A Girl Called Samson (16)



Nathaniel, Benjamin, and Phineas left for Boston with a local regiment of one hundred men right after the battle at Breed’s Hill. Elizabeth’s husband, John, was already in Boston. He’d gathered a militia from Lenox after Lexington and Concord, and arrived, ready to serve, the following day. Elizabeth wrote of his fervor, and she seemed to share it, though she was under the assumption he would return in a few days’ time.

He didn’t. None of the men did. John Paterson was elected captain by his regiment and then made a colonel within days of their arrival.

Nathaniel left without an answer from me. He’d been right. Time had run out, and though I knew I did not love him and would not marry him when he came home, I was grateful I had not been forced to declare myself, one way or the other.

“It is better this way. You’re too young, and it wasn’t fair of me to speak,” he had conceded. “But I haven’t changed my mind, and I can wait for you to make up yours.”
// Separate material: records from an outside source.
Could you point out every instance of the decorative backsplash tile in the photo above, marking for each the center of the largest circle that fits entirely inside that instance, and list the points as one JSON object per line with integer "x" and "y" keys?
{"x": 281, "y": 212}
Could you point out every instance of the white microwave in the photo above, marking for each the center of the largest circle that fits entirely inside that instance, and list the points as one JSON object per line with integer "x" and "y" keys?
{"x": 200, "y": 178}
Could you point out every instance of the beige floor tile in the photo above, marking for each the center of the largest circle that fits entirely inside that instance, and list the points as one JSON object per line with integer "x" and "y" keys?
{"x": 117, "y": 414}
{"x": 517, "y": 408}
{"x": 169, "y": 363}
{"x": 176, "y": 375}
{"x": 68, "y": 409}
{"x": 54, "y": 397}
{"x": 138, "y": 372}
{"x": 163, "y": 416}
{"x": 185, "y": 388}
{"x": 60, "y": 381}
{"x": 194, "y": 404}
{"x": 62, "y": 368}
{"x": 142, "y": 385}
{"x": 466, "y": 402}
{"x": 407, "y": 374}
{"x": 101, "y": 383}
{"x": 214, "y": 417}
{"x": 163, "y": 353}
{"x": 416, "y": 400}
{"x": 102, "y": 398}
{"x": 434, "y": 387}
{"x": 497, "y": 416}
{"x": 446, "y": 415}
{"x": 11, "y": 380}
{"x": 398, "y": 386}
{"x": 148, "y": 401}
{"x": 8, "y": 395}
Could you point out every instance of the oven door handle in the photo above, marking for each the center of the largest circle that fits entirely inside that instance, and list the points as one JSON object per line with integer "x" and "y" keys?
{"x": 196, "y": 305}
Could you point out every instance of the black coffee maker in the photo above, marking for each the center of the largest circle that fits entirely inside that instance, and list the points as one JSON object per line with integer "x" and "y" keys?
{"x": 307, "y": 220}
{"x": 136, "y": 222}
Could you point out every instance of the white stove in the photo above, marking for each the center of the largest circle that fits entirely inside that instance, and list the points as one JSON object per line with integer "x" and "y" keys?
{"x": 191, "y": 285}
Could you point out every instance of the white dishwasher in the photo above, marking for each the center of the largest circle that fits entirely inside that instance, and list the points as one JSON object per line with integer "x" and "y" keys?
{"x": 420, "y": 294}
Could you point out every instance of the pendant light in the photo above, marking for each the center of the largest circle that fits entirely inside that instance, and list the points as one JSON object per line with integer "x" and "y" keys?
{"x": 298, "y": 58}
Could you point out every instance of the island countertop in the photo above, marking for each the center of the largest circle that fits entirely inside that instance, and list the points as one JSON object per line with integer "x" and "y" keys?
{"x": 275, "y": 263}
“Will you write to us, Nathaniel?”

“I’m no good at that, Rob, but you must write to me.” His use of my nickname made me smile. I didn’t much care for Deborah on Nat’s lips. It felt like a corset pulled too tight.

“But I’ll be back before you know it,” he vowed.

“I’m not coming back until every redcoat has been booted out of Boston. And maybe not even then,” Phineas said, darting an apologetic look my way.

Benjamin simply gave me a smile and patted my shoulder, and the three of them left amid waves and tears.

General Washington took command of all colonial forces in July, and Jacob slipped off in August, telling Margaret, the girl he planned to marry, he would be back when the conflict was over.

Fall came, and Elizabeth reported that the men who had enlisted in haste in spring were ill-prepared for service in winter, and Mrs. Thomas and I worked feverishly to card and spin wool from the Thomases’ herd and then weave two dozen blankets. I became so fast on the loom, the town commissioned me to produce the cloth for a hundred more, and I set up my operation in a room at Sproat’s Tavern, accepting donations of carded wool for the soldiers. I spun and wove for long hours into the night and rode the old mare back home in the dark so I could fulfill my duties at home.

The days passed in a blur, the clap and the clack of the loom and the whir of the spinning wheel accompanied me into the winter and propelled me toward spring, waiting for news that never came.

Then, on March 17, 1776, General William Howe, commander of the British forces occupying Boston, boarded a ship and evacuated the city, ending the siege that had lasted almost a year. Washington and his army had managed, in the dead of night, with a storm rolling in, to mount cannons in Dorchester Heights, the highest point in the harbor, and train them on the British warships anchored below. It was a stunning victory, and Reverend Conant brought us word of the triumph with a bottle of wine and utter conviction that the trial would soon be over.

“They had to get the cannons onto the heights, but the ground was frozen, so digging trenches was out of the question. Old Put—that’s what General Putnam’s men call him—came up with a plan to build the fortifications in sections. Then they hauled the sections up the hills, quiet as church mice. They even put hay bales between the path and the harbor to keep the sound from carrying. Building parapets and hauling cannons isn’t quiet. Neither are twenty-five hundred troops. Still, by 4:00 a.m., they’d done it. General Howe said the rebels had done more in one night than his whole army could have done in a month.”

Deacon Thomas slapped the table in triumph, and Mrs. Thomas began to cry tears of pride and joy, but Sylvanus wasn’t finished.

“The general also agreed not to burn the city if his men were able to leave unmolested.” He threw up his hands, triumphant. “They’re gone.”

“Are they going back to England?” I asked. “Is it over?”

“Not quite. The British forces that were in Boston have taken temporary cover in Nova Scotia, but they’ve lost control of the ports in New England. General Washington is heading to New York. Some think the British will strike there next.”

Phineas said he wasn’t coming home until every redcoat had been booted from Boston, and that had just been accomplished.

But Phineas did not come home.

Nat, Benjamin, and Jacob did not come home either.

We expected them in June; they’d signed a one-year enlistment after Bunker Hill. Instead, buoyed by the end of the siege in Boston, they reenlisted, and Elijah and Edward joined them, whittling the number of brothers still at home to four. The deacon’s shoulders began to droop, and Mrs. Thomas grew quiet and gray. Gone were six of their sons, seduced by a revolution that had grown significantly more trying and considerably less exciting.

I continued to labor and wait, though for what I did not know.





5

OF THE EARTH

In the early months of 1776, a pamphlet was widely distributed throughout the colonies, one I read and reread with paper and quill at the ready. Written by an anonymous author, it was titled Common Sense, and it called not just for redress from England but independence.

The pamphlet was too long for the papers to print, and too lengthy to nail to a tree, but Sylvanus Conant read sections aloud from the pulpit, though some hissed when he said “independence” and a few stood and left.